Prestasi penting Gridelli akan bertahan jika bukan untuk No1 Lecce, Emmerich Tarabocchia, dan beberapa pendukung berperilaku buruk di kota timur selatan Barletta. Sejak awal November 1974, Tarabocchia kebobolan gol telak saat pertandingan Serie C di Bari, lima bulan akan berlalu sampai orang lain berhasil melewatinya – striker Benevento, Cascella, akhirnya berakhir pada bulan April 1975. Rekor baru itu sekarang hampir tidak dapat dipercaya 1.791 menit, sepak bola hampir 30 jam atau, jika Anda suka, hanya sembilan menit dari 20 pertandingan liga penuh. Itu juga dua kali lebih lama dari catatan Serie A yang kemudian dipegang oleh Zoff.

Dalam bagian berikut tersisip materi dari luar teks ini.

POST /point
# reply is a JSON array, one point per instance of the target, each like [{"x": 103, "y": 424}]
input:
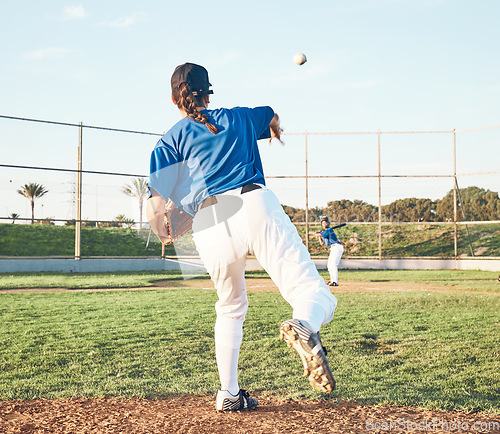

Pada hari Serie A menghasilkan sembilan gol dalam delapan pertandingan … dan mengalahkan La Liga
Baca lebih banyak

Catatan Tarabocchia mendapat banyak uang. Pada bulan Februari 1975, Lecce pergi ke Barletta dan jadwal shutout kiper yang panjang tampaknya berakhir setelah dia kebobolan gol bunuh diri dan, kemudian, penalti yang berhasil dikonversi. Menit Lecce equalizer menit mengamankan hasil imbang 2-2 namun invasi lapangan resultan oleh pendukung rumah marah menyebabkan Federasi Italia untuk campur tangan dan menghukum Barletta. Pertandingan tersebut diberikan kepada Lecce dengan skor 2-0, yang berarti berlangsungnya Tarabocchia tanpa mengakui dipertahankan, atau setidaknya dipulihkan melalui sebuah teknis. Tanpa keberuntungan yang didukung pendukung ini, kiper Sorrento Gridelli akan mempertahankan catatannya.

Saat itu, kiper Vasco da Gama, Mazarópi, mencatat rekor dunia pada tahun 1978, mengalahkan total Tarabocchia pada menit ke 25 namun ini adalah daftar rekor bahwa orang Italia – atau setidaknya orang Italia dari divisi bawah – masih mendominasi. Tarabocchia dan Gridelli masih menempati posisi kedua dan ketiga dalam daftar semua waktu, melihat ke bawah dengan bangga pada penjaga nama besar seperti Edwin van der Sar, Dany Verlinden, Abel Resino, Stoyan Yordanov dan Chris Woods di bawah mereka dalam urutan kekuasaan.